The US National Cooperative Bank has released its annual NCB Co-op 100 rankings of the country’s top 100 revenue-earning co-ops, with agri-business CHS Inc once more taking the top spot.
The NCB Co-op 100® found that in 2022, the US’s top 100 co-ops posted revenues totalling US$319bn, a 25% increase from 2021.
The bank, which works to “provide critical financing to support the growth and expansion of co-operative businesses, while also deploying hundreds of millions of dollars to support underserved communities and co-operative expansion initiatives”, first released the survey in 1991.
Published every October to mark National Co-op Month, the NCB Co-op 100® is one of the ways the bank works to promote the sector.
The top revenue producers in 2022 for the report’s main sectors are:
- CHS Inc., based in Inver Grove Heights, Minnesota, reported $47.8bn in revenue in 2022 and maintained its first-place position on the NCB Co-op 100® list.
- Dairy Farmers of America, based in Kansas City, Kansas, reported $24.5bn in revenue, earning the number two ranking again this year.
- Associated Wholesale Grocers, Inc., based in Kansas City, Kansas, reported revenue of $12.3bn and earned the fifth position on the list.
- Wakefern Food Corporation/ Shoprite, based in Keasbey, New Jersey, reported $12.2bn in revenue, earning the sixth-ranking this year.
Hardware & Lumber:
- ACE Hardware Corp., based in Oak Brook, Illinois, earned $9.2bn in revenue and came in at number eight on the list.
- Do-it-Best Corp., located in Fort Wayne, Indiana, earned 13th place on the list, with $5.5bn reported in revenue.
- Navy Federal Credit Union, headquartered in Vienna, Virginia, earned $9.2bn in revenues and is number seven on the list.
- CoBank, headquartered in Greenwood Village, Colorado, earned $7.4bn and came in 10th on the list.
- HealthPartners Inc., located in Bloomington, Minnesota, earned $8.2bn in revenue and is ninth on the list.
Energy & Communications:
- Basin Electric Power Cooperative, located in Bismarck, North Dakota, earned the 21st position with a reported $2.8bn in revenue in 2022.
- Oglethorpe Power Corporation, located in Tucker, Georgia, earned the 28th position with reported revenue of $2.1bn in 2022.
This year the bank introduced a new set of awards to recognise the impact of of smaller co-ops alongside the top 100.
“Thousands more do not make this list because of their smaller size and some are just emerging co-op organisations,” said the bank. “This past year, in partnership with Capital Impact Partners, we provided four co-op innovation awards to new co-ops making an impact in communities.”
The winners are:
Rock Steady Farm (Millerton, NY) – a queer- and trans-owned worker co-operative farm rooted in social justice, food access and farmer training that grows high-quality produce and makes it available to historically marginalised communities in the Hudson Valley and NYC. It received $40,000 to launch a new programme, Pollinate, a paid immersive apprenticeship program for queer or trans BIPOC new farmers who practice or are planning to practice co-operative farming models at a scale that can support the wider community.
Compost Cooperative (Greenfield, MA) – a worker co-op that works to build ownership opportunities for people who face barriers to employment while joining local efforts to address changes in the climate.
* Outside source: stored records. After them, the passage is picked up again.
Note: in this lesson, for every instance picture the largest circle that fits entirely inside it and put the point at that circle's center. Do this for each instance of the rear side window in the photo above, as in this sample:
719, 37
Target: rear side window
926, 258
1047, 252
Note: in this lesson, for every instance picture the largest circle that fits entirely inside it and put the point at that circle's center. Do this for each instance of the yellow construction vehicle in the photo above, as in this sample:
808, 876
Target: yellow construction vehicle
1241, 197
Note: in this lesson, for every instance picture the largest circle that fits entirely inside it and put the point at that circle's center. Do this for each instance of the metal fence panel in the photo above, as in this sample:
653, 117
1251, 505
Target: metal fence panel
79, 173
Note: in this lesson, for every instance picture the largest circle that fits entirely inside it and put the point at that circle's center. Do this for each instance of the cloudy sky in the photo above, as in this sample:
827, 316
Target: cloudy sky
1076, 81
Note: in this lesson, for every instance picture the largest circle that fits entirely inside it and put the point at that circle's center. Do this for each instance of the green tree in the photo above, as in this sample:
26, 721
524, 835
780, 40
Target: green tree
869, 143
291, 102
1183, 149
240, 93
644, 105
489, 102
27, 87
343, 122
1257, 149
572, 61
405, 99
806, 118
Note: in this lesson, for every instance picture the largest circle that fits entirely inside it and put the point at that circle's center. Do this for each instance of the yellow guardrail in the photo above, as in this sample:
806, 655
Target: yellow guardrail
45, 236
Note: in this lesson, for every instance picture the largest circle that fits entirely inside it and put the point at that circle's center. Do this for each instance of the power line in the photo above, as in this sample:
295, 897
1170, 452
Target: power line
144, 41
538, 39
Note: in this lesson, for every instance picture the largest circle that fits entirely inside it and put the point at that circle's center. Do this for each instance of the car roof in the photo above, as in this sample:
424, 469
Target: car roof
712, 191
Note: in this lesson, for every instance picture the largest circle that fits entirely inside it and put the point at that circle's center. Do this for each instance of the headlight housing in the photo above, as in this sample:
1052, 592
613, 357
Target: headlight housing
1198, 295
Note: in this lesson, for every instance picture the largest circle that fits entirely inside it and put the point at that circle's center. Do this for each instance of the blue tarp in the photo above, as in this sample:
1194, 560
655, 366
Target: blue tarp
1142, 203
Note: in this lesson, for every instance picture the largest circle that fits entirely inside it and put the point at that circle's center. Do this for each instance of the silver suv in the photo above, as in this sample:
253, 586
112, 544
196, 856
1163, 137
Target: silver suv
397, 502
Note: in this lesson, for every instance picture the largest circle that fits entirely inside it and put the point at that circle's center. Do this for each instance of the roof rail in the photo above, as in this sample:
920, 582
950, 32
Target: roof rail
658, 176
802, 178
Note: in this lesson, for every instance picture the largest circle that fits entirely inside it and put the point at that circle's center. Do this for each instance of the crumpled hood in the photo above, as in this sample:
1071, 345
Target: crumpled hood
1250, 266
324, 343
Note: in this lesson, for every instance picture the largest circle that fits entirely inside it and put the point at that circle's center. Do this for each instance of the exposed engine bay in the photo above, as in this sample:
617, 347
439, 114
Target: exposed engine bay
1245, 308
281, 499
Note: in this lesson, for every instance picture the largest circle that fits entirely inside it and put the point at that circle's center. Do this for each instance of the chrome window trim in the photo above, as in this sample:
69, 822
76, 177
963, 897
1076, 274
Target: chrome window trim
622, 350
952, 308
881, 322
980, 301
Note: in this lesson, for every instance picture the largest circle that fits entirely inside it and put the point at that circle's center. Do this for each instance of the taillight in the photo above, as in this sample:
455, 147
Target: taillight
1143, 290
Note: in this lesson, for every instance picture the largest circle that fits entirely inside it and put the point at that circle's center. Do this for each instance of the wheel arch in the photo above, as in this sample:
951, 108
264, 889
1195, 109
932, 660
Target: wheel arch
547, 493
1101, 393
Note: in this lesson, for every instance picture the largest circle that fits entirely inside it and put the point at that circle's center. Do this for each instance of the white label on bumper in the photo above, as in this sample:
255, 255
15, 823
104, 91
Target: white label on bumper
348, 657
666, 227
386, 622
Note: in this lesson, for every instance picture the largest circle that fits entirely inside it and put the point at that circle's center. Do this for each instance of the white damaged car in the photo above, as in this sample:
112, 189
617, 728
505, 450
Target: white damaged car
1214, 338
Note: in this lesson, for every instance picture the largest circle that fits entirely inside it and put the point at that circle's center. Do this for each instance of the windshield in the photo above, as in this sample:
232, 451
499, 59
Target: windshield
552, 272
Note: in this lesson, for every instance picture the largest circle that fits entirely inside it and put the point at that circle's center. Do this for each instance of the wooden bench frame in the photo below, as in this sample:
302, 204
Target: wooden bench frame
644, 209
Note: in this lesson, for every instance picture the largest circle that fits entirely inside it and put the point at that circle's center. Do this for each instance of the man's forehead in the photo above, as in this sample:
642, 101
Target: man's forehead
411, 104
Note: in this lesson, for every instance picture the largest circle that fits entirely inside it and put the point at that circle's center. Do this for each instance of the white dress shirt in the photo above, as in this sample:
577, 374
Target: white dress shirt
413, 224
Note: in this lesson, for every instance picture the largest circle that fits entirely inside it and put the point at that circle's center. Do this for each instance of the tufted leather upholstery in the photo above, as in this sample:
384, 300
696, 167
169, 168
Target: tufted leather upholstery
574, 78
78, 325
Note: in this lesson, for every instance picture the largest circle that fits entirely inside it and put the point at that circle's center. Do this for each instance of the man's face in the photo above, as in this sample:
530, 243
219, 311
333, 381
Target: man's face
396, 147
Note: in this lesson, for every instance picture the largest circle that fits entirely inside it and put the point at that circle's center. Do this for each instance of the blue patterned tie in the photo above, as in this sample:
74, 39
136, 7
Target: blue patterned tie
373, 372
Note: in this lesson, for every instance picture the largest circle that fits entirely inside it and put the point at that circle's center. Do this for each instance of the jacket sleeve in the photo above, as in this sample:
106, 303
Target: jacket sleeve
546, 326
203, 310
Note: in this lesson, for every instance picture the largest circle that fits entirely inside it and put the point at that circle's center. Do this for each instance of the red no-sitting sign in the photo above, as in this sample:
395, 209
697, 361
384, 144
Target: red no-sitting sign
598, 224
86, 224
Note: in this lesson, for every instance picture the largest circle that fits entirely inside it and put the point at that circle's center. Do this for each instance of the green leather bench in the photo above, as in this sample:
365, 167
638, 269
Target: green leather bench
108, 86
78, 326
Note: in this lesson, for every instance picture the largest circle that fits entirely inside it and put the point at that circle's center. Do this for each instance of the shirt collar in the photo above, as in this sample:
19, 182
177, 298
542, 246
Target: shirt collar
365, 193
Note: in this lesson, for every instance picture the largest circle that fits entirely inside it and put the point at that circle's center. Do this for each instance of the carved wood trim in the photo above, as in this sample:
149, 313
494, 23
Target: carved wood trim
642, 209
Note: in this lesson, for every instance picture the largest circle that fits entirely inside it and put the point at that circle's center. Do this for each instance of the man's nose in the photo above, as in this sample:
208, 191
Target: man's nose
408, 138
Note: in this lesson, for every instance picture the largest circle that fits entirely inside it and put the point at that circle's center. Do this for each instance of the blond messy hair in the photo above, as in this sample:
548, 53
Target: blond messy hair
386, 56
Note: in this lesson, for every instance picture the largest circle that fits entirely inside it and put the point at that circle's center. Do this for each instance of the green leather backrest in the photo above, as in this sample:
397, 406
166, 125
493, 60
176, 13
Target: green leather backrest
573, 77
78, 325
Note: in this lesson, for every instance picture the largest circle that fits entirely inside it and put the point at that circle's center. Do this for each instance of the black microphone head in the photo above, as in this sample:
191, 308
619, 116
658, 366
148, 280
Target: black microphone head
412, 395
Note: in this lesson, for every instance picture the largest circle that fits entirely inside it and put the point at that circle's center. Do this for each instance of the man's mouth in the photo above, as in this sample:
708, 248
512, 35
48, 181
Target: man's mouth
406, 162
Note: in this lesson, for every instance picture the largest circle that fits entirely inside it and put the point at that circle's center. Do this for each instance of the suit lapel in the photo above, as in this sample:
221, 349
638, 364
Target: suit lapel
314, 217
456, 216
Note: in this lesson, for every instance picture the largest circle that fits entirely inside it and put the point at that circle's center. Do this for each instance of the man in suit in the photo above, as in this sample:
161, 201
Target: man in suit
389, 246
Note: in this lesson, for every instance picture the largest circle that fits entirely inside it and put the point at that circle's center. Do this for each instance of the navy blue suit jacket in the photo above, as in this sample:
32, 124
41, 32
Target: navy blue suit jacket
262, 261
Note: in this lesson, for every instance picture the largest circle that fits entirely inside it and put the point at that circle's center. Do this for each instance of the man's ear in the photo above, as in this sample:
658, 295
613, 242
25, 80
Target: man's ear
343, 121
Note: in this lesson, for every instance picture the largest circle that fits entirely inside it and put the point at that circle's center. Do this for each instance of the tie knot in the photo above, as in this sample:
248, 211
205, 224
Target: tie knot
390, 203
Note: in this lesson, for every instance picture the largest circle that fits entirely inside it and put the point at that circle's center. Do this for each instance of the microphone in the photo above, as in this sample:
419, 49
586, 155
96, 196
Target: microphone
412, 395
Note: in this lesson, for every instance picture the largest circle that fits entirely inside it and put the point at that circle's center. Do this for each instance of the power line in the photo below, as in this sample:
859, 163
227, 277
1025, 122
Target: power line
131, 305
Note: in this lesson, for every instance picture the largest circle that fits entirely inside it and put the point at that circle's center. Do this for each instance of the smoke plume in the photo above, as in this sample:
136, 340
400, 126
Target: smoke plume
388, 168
It receives a $50,000 to support the production of a line of compost that will expand services and increase revenue.
Northwest Cooperative Development Center (Olympia, WA) – which supports co-ops from ideation and conversion through growth stages to foster community economic growth and serve low-income groups. It received $45,000 to repurpose its current manufactured housing conversion model to facilitate the purchase and conversion of multi-family properties to resident-owned housing co-ops.
Birthmark Doula Collective dba New Orleans Breastfeeding Center (New Orleans, LA) – a grassroots worker co-op focused on improving the perinatal outcomes and experiences of pregnant, birthing and postpartum people and their families. It supports Black people, people of colour, low-income families, and LGBTQ families, who experience systemic inequities in maternal health and reproductive healthcare, and received $35,000 to provide professional development support and education to its members.